For many Allegheny County Council bills, life is brutish, nasty and short -- if they ever have a life at all.
In council's 13 years, nearly a quarter of all proposed ordinances and resolutions have disappeared into a Bermuda Triangle of government, introduced by elected officials but never hearing a minute of debate. They instead sit dormant in one of council's many committees, where they have as much as two years before they're unceremoniously dumped.
The biggest culprit? The Committee on Government Reform, where 80 percent of referred bills die without ever being heard.
Some on council fear the latest casualty could be legislation proposing a three-year moratorium on natural gas drilling under county parks, pitched by Councilwoman Barbara Daly Danko in September but still stuck in committee two months later.
"I have had at least one council member say to me, 'You know, that bill was sent to the committee to die,' " said Ms. Danko, D-Regent Square. "To not even take up the discussion is disrespectful to those citizens. And I think it's disrespectful to the kind of check and balance that's supposed to exist under our home rule charter."

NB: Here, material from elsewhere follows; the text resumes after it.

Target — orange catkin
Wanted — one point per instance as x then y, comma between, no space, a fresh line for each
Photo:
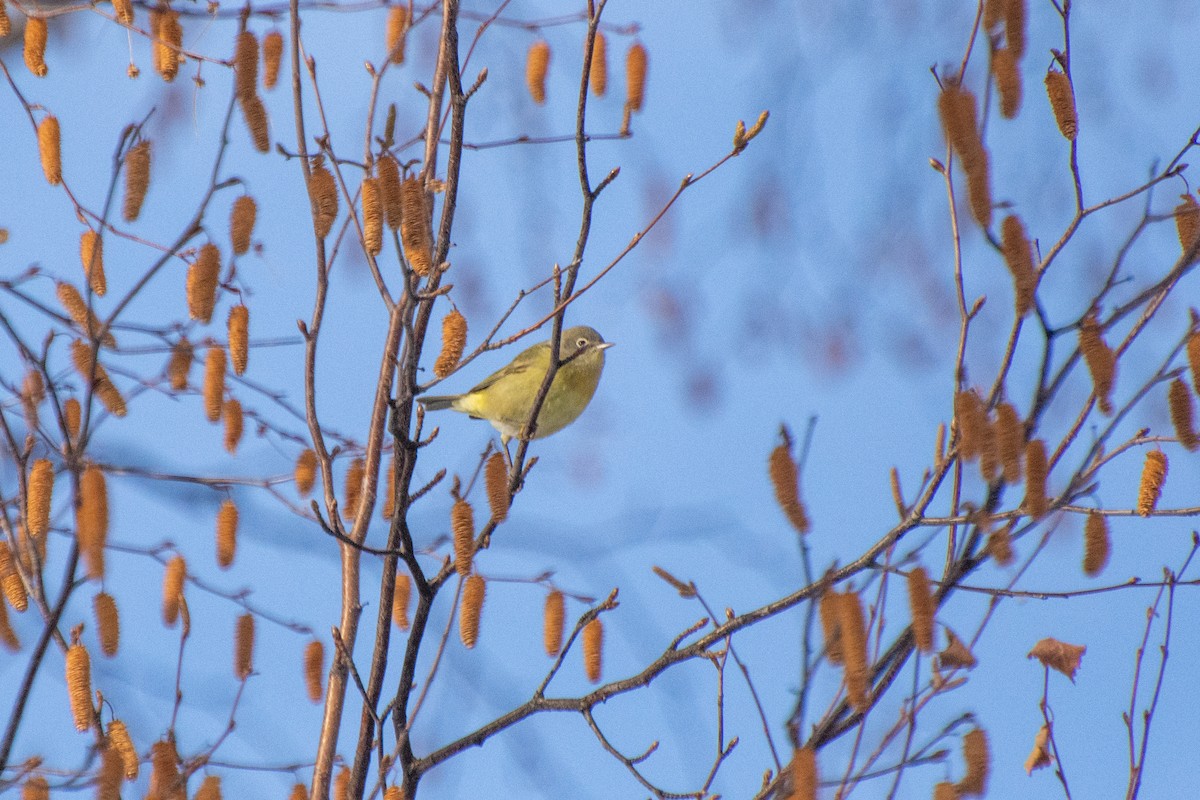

Here's how it's supposed to work: After a council member introduces a bill, the council president assigns a committee to examine it. It is then the committee chairperson's responsibility to schedule a discussion of the proposal, which is then sent on to the full council for a final vote.

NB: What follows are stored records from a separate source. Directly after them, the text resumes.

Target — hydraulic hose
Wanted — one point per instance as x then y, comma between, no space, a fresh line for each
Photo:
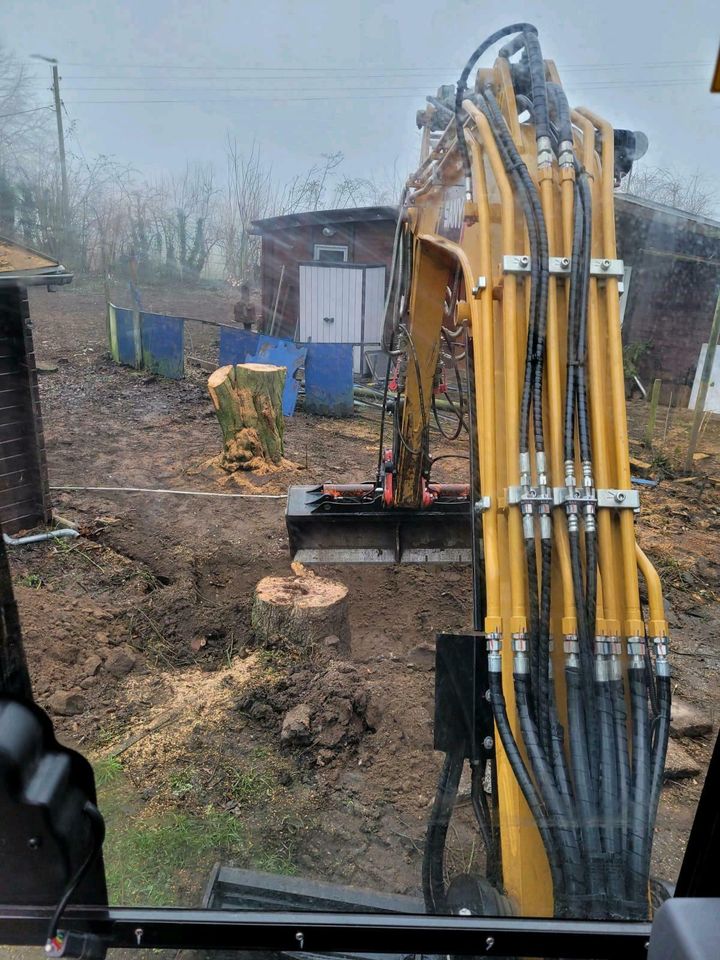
662,733
609,795
527,787
484,822
584,792
561,817
638,825
543,690
527,194
617,697
462,86
434,855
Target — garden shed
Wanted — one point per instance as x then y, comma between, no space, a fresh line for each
324,275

Council President Charles Martoni has diligently performed his duties as council's leader, routing his colleagues' proposals to be heard in committee. But he has been more lax as chairman of the government reform committee, holding off on scheduling a hearing in nearly six months despite a pile of bills that just keeps growing.
Indeed, the committee has become so synonymous with stalling that Ms. Danko suspects her bill's burial could be politically motivated on the part of county Executive Rich Fitzgerald, who opposes it.

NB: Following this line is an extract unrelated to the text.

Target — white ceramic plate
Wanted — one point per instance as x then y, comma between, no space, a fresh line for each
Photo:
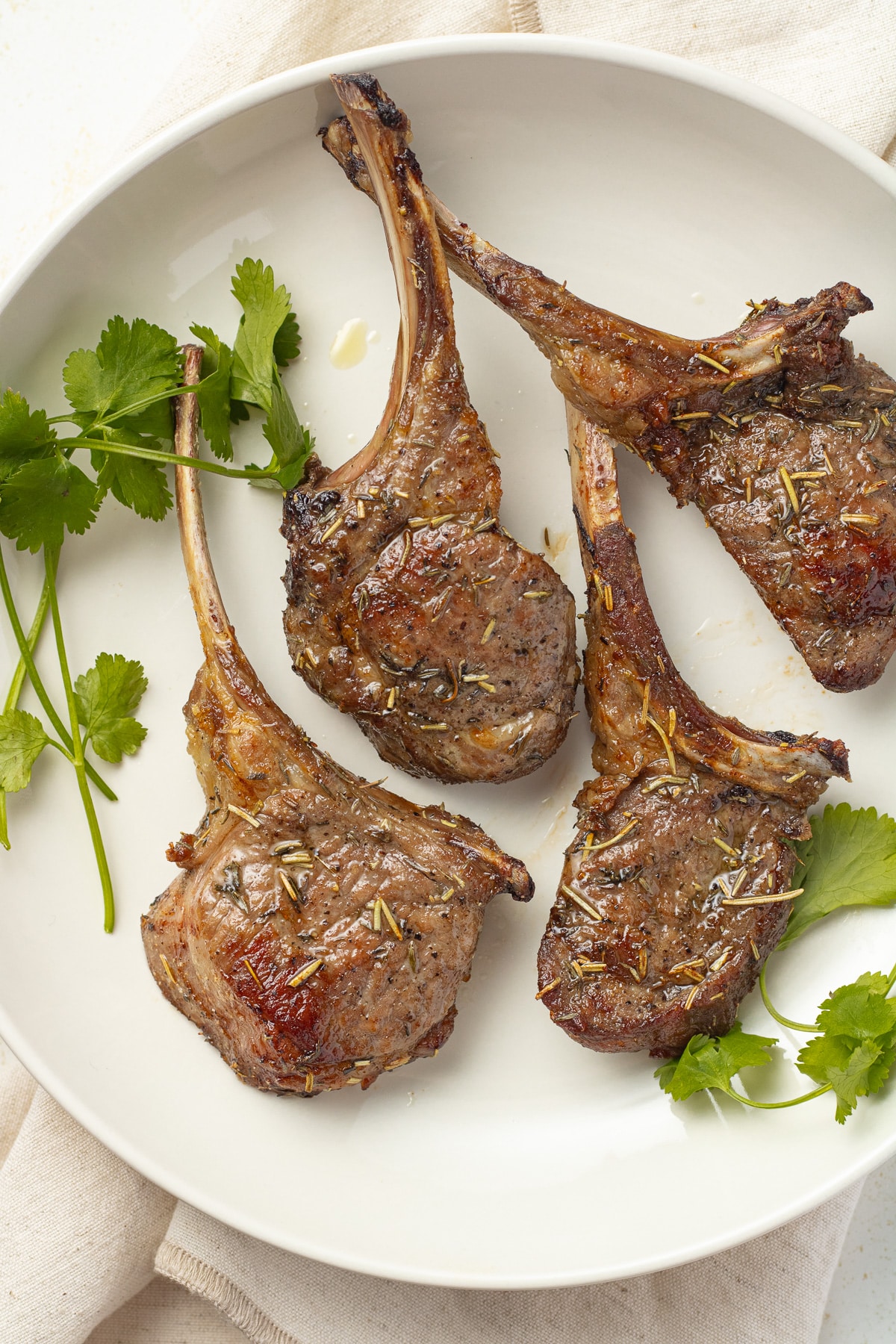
659,190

"Dr. Martoni and I have not had that discussion. I would like to think he's better than that," she said.
Mr. Martoni has denied any political pressure and says he's simply waiting to schedule a meeting until he's learned enough about gas drilling. Although he'll freely admit most the bills he gets on the committee "are kind of silly things," he believes Ms. Danko's drilling moratorium is worth discussion.
Just not right now.
All this may be a moot point. The county code requires council to vote on all ordinances and resolutions "within 90 days of submittal," regardless of whether they've made their way out of committee. But this provision has no teeth, and with 10 bills languishing in committee despite having broken the three-month mark earlier this year, it has been frequently ignored.
Council veterans say members have to stand up for their own legislation.
That is exactly what Ms. Danko plans to do. Such a parliamentary move would require support from majority of council, a tough pull -- but one she would need to make anyway to get her moratorium passed.
"I don't introduce a lot of bills ... I introduce bills that I'm serious about, and I want to see them through the process," she said. "I realize [the moratorium] was controversial, but that doesn't mean we shouldn't talk about it."